Contoh di atas mungkin tidak terlalu berpengaruh kepada kehidupan kita, tapi perhatikan beberapa hal fallacy yang diungkapkan politisi atau tokoh publik. Sangat banyak terutama di negara yang mengusung kebebasan berpendapat, hanya saja kita tidak memperhatikannya.

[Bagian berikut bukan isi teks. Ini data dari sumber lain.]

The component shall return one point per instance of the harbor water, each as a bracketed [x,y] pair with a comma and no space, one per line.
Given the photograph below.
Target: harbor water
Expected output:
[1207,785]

Logical Fallacy dan Contohnya

Mari kita lihat beberapa bentuk Logical Fallacy beserta contohnya:

Over Generalization

Logical Fallacy over general adalah menggenarilisir sesuatu yang kecil menjadi skala besar. Misalnya, kamu punya pengalaman kenal dengan 3 pria Bugis. Kebetulan ketiganya menyakiti perasaanmu. Akhirnya kamu simpulkan, semua pria Bugis bikin sakit perasaan orang. Pria Bugis jahat!

Dalam contoh yang lebih berbahaya. Dari tiga bupati yang kamu dukung melalui pemilihan langsung, semuanya menang, namun juga semua mengecewakan. Janjinya tidak ada yang ditepati. Lalu kamu simpulkan semua bupati hasil pemilihan langsung tidak bagus, pembohong. Lebih besar lagi, hentikan pemilihan langsung!

Circular Reasoning

Logical Fallacy dalam bentuk circular ini adalah argumen berputar tanpa mampu menjelaskan kecuali dengan cara berputar. Perputaran terjadi pada dua objek, bahkan bisa tiga tau lebih.

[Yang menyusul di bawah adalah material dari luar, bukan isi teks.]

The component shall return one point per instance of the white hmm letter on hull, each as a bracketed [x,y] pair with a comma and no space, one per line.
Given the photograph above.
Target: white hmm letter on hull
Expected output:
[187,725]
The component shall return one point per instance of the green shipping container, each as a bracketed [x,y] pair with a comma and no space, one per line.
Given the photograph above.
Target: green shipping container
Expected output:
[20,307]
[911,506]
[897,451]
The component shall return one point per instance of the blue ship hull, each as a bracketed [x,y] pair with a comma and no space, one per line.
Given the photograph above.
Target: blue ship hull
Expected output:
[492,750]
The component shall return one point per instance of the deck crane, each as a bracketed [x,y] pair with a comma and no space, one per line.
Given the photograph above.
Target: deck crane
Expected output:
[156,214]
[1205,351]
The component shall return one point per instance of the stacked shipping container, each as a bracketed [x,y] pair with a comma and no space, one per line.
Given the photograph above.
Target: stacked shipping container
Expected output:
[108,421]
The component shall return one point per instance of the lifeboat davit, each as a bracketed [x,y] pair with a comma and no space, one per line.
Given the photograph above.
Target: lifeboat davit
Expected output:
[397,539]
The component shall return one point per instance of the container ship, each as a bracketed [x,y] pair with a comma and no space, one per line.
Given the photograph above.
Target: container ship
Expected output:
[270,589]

Contoh; menurutmu tuhan itu ada? Iya tuhan itu ada karena kitab saya menyebutkan bahwa tuhan itu ada. Dari mana kamu tahu bahwa kitab itu bener? Ya karena kitab itu adalah firman tuhan. Kembali lagi, apa bukti tuhan itu ada dan berfirman? Tuhan ada karena kitab saya menyebutkan itu. Berputar kan?

Dalam contoh terbaru, misalnya “sebagai manusia, orang yang bekerja di KPK juga perlu diawasi. Olehnya itu kita bentuk pengawas. Pengawas inilah yang akan mengawasi kinerja orang-orang di KPK.” Pengawas KPK itu manusia juga, siapa yang mengawasi? Presiden (misalnya). Presiden juga manusia. Kalau presiden korupsi? Kan ada KPK…

Straw Man

Straw Man artinya orang-orangan sawah. Maksud Logical Fallacy model ini adalah menciptakan argumen baru buatan berkaitan dengan argumen lawan sebelumnya, namun pada dasarnya dialihkan dalam bentuk yang diciptakan sendiri.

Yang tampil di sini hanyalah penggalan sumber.